机の木目の中に、聡の姿が浮かび上がった。

今日もつらそうだった聡。

『ごめんなさいね。ちょっと体調が悪いので座らせてもらいます』

そういいながら、座って授業を続けた聡の顔は青白く、他の生徒も異論を挟まなかった。

あいかわらずゼリーしか食べられないらしい。

土曜日に、将が持っていった残りの栗ご飯も一口しか食べられなかった。

それでも、デザートに純代が手作りした、すだちのゼリーだけは『美味しい』と平らげることができたのだが……。

 
 

「君には好きな人がいるか」

唐突に、元倉は将に問い掛けてきた。

――その、好きな人のために、受験に成功しないといけないんだ。

将はあいかわらず心の内側で叫ぶ。

――だから、解放してくれ。

しかし、声にすることはできないから、

「どうしてですか」

と冷静を装って問い返す。

将が答える間、煙草を口にしていた元倉は、それをハッと吐き出すと

「君は、いつか、好きなひとさえ切り捨てるだろう」

と予言した。

聞き捨てならないその予言に将は、やっと元倉のほうを振り返った。

心臓が鈍く、重苦しく動き出している。

体中の血管に縛り上げられれるようだ。

――聡を……切り捨てる。

――ありえない!

叫ぶ心の裏側で、理性は妊った聡を確かに重荷に感じていた土曜日の事実を突きつけてきて……将は自分の心の暗闇におののく。

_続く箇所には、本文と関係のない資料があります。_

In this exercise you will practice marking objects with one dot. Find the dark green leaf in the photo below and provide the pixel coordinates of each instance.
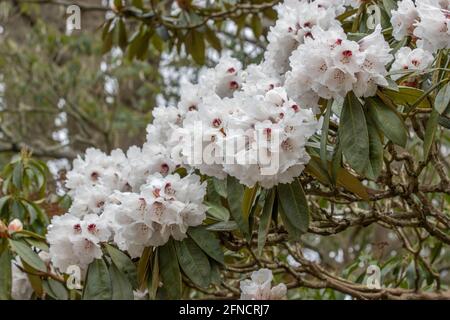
(193, 262)
(121, 286)
(218, 211)
(294, 205)
(353, 134)
(235, 199)
(264, 221)
(55, 289)
(388, 121)
(5, 275)
(123, 264)
(376, 152)
(430, 132)
(169, 271)
(208, 242)
(442, 100)
(18, 175)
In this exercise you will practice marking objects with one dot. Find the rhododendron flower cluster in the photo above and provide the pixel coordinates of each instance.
(264, 113)
(166, 206)
(412, 60)
(76, 241)
(328, 65)
(426, 20)
(260, 287)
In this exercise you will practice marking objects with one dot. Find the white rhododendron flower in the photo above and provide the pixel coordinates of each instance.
(76, 241)
(15, 226)
(403, 19)
(408, 59)
(260, 287)
(433, 27)
(20, 287)
(165, 207)
(426, 20)
(295, 22)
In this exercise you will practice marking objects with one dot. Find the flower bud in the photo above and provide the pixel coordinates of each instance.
(15, 226)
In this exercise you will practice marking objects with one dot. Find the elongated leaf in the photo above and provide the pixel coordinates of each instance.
(235, 199)
(430, 132)
(18, 175)
(223, 226)
(35, 281)
(193, 262)
(349, 182)
(218, 211)
(442, 100)
(407, 96)
(154, 279)
(208, 242)
(121, 286)
(376, 152)
(28, 255)
(324, 135)
(353, 134)
(169, 271)
(247, 203)
(98, 282)
(294, 204)
(5, 275)
(293, 232)
(123, 264)
(444, 121)
(144, 266)
(264, 221)
(55, 289)
(388, 121)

「切り捨てる、とか、諦める……ということは、一度やると癖になるんだ」

将の心の動揺を気付かないのか……いや、気付いているのか、元倉は将の瞳を見つめると煙草を灰皿に揉み消した。

焦げ臭い煙は窓際に置かれた空気清浄機にあっという間に吸い込まれていく。

元倉は、マラソンランナーの話を始めた。

「マラソンランナーがいい例だ。一度棄権してしまうとそれが癖になったようにそのランナーはラストまで走り続けることができなくなってしまうんだ。どんなに立派な成績を残した選手でもね」

将は空気清浄機のあたりに目を遊ばせながら、元倉の話に心を集中させる。

自分の心の暗闇から目を逸らすべく。

聡と聡が腹に抱えた二人の運命を……一瞬でも重荷に思った事実を錯覚だったのだと思い込むべく。

「人生はよく、長いマラソンに例えられる」

そんなことは、将も小学校の頃から聞かされていたし、本の中でも何度となく読んだ、使い古された例えだ。

「人生というのは、人と人との関わりあいの中にある。そして人と人とが協力しあって1つのことを成し得ていくのが仕事だ。その積み重ねによって人は食っていくことができるんだ……」

ここまでで元倉が将に伝えたいことの要旨が、おおよそわかってしまい、将の視線は元倉の足元まで落ちてしまった。

それを見届けたのか、元倉はとどめを刺してくる。

「君は若くしてそれに関わるという貴重な経験をしたんだ。それを若いうちに放り出すというのは、人生に棄権癖をつけることだ」

否、と反論したい心の表ですら、すでに力を失っている。

元倉の言葉は、将の決意の隙間に楔を刺すようにてきめんだった。

聡とその子供を守りたい。幸せにしたい。

だから父に言われたとおりに、とりあえず東大を目指す……そこに将自身がいないことに……元倉の正論は付け入ってくる。

そんなことで難関突破を成し遂げられるのか。

いや、そもそもその土台ですら揺らいでいる。

聡のことは愛している。一生でたった一人の女性であることはゆるぎない。彼女との結婚、そして温かい家庭を実現するためなら何でもする、というのは嘘ではない。

だが、あまりに早く、現実だけがやってきて……将も聡も、浮かんでいた夢が現実に背中に乗ってきた重さに喘いでいる。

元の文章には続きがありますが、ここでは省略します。